Saturday, April 07, 2012

New Qld archbishop against civil unions

Brisbane's new Catholic archbishop opposes civil unions, viewing them as a stepping stone to gay marriage.

In his first media conference in Brisbane on Wednesday, Archbishop Mark Coleridge also said the Church would never ordain women.

The 63-year-old will leave his current post as leader of the Canberra and Goulburn Archdioceses in order to officially start as Archbishop of Brisbane on May 11.

Laws allowing civil unions were recently passed in Queensland but the new Liberal National Party government has promised to consider repealing them.
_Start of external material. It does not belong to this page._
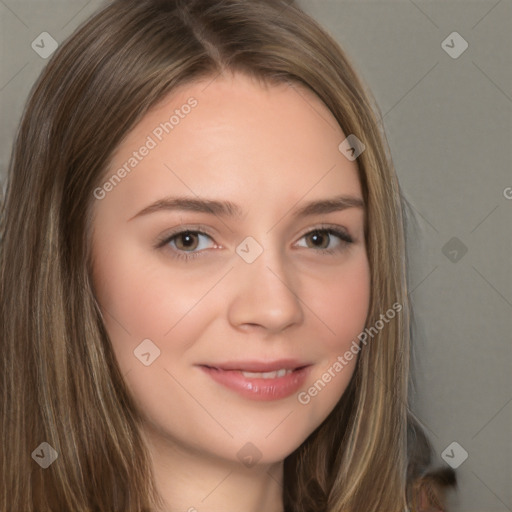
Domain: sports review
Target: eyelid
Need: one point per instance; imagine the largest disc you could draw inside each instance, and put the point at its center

Archbishop Coleridge said the word marriage presumes the involvement of a man and woman and the potential to produce children.

"It's not that the Catholic Church finds gay marriage unacceptable, we simply find it impossible," he said.

"Don't call it marriage. If you do call it marriage you run the risk of degrading marriage by reducing it to any one of equally valid or invalid options."

When asked if civil unions were an acceptable alternative he said they were not as "problematic" as same-sex marriage but raised their own issues.

"Experience would suggest ... that civil unions are a way towards homosexual marriage," he said.

"I am uneasy about civil unions for that reason."

The archbishop doesn't believe the church will ever have women priests but said in future, male priests may be allowed to marry.

"You can't have the Catholic church without priests and at this point of the church's life that means male, celibate priests," he said.

"The male bit I think, is unnegotiable. The celibate bit is negotiable but not at this time. There's nothing about the Catholic priesthood that says the priest has to be celibate."

Archbishop Coleridge said he's keen to meet with Premier Campbell Newman to express the needs of his parish.